Pierre Latour (TotalEnergies) scored the seventh victory of his career with a late burst on stage 1 of the Boucles de la Mayenne.
The Frenchman attacked with just over 1km to go on the rolling 166km stage from Saint-Berthevin to Juvigné to catch the fastmen out and solo to the win, three seconds ahead of anyone else.
Behind him, Biniam Girmay (Intermarché-Wanty) sped to second place ahead of Paul Penhoët (Groupama-FDJ) in the bunch sprint.
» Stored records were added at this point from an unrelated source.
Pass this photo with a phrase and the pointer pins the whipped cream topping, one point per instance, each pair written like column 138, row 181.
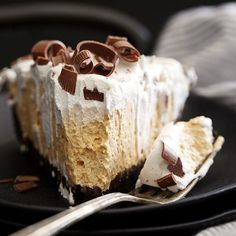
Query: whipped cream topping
column 145, row 84
column 192, row 142
column 139, row 83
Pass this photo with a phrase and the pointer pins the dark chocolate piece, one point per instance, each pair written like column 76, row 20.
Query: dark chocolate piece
column 168, row 154
column 24, row 186
column 101, row 61
column 175, row 164
column 6, row 181
column 23, row 58
column 177, row 169
column 67, row 79
column 83, row 62
column 63, row 56
column 166, row 181
column 47, row 48
column 26, row 178
column 42, row 60
column 111, row 39
column 124, row 48
column 93, row 95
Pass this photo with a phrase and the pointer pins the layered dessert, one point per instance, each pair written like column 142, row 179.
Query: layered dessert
column 182, row 152
column 91, row 114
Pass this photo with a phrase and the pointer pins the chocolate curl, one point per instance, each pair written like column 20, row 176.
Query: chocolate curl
column 166, row 181
column 113, row 39
column 83, row 62
column 124, row 49
column 25, row 186
column 23, row 58
column 93, row 95
column 47, row 48
column 67, row 79
column 103, row 67
column 105, row 56
column 26, row 178
column 42, row 61
column 63, row 56
column 175, row 164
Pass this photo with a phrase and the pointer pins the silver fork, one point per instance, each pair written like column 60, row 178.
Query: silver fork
column 146, row 195
column 62, row 220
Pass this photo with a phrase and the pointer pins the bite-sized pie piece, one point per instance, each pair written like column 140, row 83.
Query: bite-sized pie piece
column 92, row 113
column 178, row 154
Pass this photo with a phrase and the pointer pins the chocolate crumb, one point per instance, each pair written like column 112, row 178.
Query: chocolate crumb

Jelte Krijnsen (Jayco-AlUla) and Giacomo Nizzolo (Q36.5) filled out the top five.
The stage, coming after Thursday’s prologue won by Groupama-FDJ youngster Thibaud Gruel, was expected to deliver a sprint finish despite the lumpy circuit which concluded the day.
The 1.6km, 3.7% Côte du Pas de Pierre wouldn’t deter the fast finishers, with a group of over 70 making the finish to duke it out for the win once the breakaway – Clément Izquierdo (Cofidis), Lenaic Langella (CIC-U-Nantes), Célestin Guillon, Kenny Molly (Van Rysel-Roubaix) – was caught 11km out.
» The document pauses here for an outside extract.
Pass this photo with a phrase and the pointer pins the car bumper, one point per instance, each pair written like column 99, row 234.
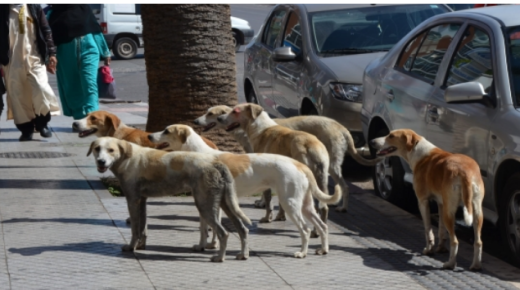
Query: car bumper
column 248, row 35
Attacks flew later on, with Clément Venturini (Arkéa-B&B Hotels), Anton Charmig (XDS-Astana), and, lastly, Joris Chaussinand (CIC-U-Nantes), among those attempting to get away. Once the latter was brought back, it was Latour’s time to shine.
Florian Sénéchal (Arkéa-B&B Hotels) launched first, followed by the 31-year-old Latour. He immediately opened a gap to the rest of the hopefuls, one which he held during the final kilometre and converted into the stage win.
Prologue winner Gruel continues in the race lead following stage 1. He holds a three-second lead over Benoît Cosnefroy (Decathlon AG2R La Mondiale), while Cosnefroy’s teammate Paul Lapeira lies in third overall at six seconds.